Harvard scientists have made a discovery that could lead the way to a new strategy for preventing malaria. Researchers led by Flaminia Catteruccia, associate professor of immunology and infectious diseases at the Harvard T.H. Chan School of Public Health, have found that a type of bacteria, Wolbachia, naturally infect mosquitoes in West Africa and prevent them from transmitting malaria, they reported last month in Nature Communications.

Malaria is transmitted only by Anopheles mosquitoes, and Catteruccia’s team was the first, in 2014, to discover mosquitoes of the genus Anopheles in the wild that were infected with Wolbachia. For this study, they returned to the village in Burkina Faso where they first found the infected population, in order to study whether the infection could really prevent the mosquitoes from carrying the Plasmodium parasites that cause malaria. (Previous studies had shown only that Wolbachia prevented malaria under lab conditions, using strains of the bacteria collected from other insect species.) 

The result was striking: of the 221 mosquitoes Catteruccia’s team collected, only one was infected with both Wolbachia and Plasmodium. “These data,” Catteruccia said, “suggest that in this village, Wolbachia is having a negative effect on malaria transmission, so it is already acting as a sort of anti-malarial agent.” But she cautioned that 221 mosquitoes from one village is a small sample; the work will have to be expanded in order to determine with certainty whether Wolbachia is really effective at preventing mosquitoes from acquiring the malaria parasite.

Some strains of the Wolbachia bacterium are able to spread rapidly through Anopheles populations by hijacking the mosquito host’s reproductive system. Unfortunately, Catteruccia and her team found that the Wolbachia bacteria in the mosquito population they observed did not have that ability. She hopes that further study in the lab can help scientists overcome this problem: “We’re also adapting this bacterium to lab mosquito populations,” she said, “so that we can study...and also possibly modify the behavior of this bacterium and make it spread more rapidly....”

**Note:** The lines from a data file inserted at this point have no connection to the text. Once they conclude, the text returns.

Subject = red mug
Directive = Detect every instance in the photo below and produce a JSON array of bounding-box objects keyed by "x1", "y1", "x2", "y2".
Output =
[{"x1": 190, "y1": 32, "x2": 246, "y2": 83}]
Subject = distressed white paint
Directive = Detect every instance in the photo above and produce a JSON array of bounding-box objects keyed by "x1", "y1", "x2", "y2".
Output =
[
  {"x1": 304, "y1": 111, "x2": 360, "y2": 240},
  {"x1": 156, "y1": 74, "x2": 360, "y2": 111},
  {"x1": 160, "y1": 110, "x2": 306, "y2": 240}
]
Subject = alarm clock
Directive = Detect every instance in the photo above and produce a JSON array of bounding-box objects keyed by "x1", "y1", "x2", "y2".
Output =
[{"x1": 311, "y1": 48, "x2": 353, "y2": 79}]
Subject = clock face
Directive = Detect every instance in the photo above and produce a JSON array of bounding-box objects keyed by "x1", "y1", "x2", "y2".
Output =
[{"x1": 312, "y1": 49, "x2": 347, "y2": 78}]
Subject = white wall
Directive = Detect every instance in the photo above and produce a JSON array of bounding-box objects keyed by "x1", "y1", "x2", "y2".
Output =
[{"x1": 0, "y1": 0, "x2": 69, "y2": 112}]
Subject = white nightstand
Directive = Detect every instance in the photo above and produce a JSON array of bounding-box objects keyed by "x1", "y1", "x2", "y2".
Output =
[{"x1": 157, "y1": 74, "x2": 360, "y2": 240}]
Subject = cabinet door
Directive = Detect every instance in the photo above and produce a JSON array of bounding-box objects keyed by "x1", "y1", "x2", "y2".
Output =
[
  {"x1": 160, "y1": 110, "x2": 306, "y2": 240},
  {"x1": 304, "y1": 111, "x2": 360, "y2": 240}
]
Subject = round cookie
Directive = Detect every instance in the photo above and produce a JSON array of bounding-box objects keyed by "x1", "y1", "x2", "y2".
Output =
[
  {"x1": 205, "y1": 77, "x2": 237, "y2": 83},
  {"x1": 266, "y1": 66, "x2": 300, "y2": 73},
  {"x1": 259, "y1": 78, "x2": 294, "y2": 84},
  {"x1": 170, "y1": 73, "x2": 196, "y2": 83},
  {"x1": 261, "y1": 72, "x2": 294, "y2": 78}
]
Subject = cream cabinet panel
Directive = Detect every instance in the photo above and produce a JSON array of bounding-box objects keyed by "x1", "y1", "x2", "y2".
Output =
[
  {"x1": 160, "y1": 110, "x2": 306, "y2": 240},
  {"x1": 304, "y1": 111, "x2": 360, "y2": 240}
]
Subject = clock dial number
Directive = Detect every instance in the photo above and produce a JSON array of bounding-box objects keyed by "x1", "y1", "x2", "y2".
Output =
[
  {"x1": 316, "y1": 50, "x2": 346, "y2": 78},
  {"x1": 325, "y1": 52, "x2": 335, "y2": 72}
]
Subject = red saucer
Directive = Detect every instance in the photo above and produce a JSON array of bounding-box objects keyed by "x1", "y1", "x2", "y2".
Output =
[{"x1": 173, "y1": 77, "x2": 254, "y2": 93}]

If that effort is successful, Catteruccia said scientists could, in the future, deliberately release Wolbachia-infected mosquitoes into the wild to reduce the occurrence of malaria in humans. “Particularly in areas where there are a lot of drug-resistant parasites,” she added, “having some help from mosquitoes by freeing the mosquito from parasites could be a very powerful strategy.” Wolbachia has already been used as part of efforts to fight dengue, and promising new research suggests it could also be effective in reducing transmission of the Zika virus.

Using Wolbachia to fight malaria might have advantages over another method Catteruccia has studied: gene editing, as reported in this Harvard Magazine cover story. It might be easier to facilitate the spread of Wolbachia bacteria among mosquito populations than to engineer the spread of genetic modifications that prevent malaria transmission. And, if the remarkably high percentage of efficacy observed in Burkina Faso by her team ultimately proves repeatable, the Wolbachia method might also simply be a more efficient means of control. Finally, she suggested, public opposition to gene editing on ethical grounds could steer attention toward Wolbachia. “We’re not manipulating the natural populations,” Catteruccia said. “In terms of public acceptance, this could be a more environmentally friendly way to proceed with malaria control.”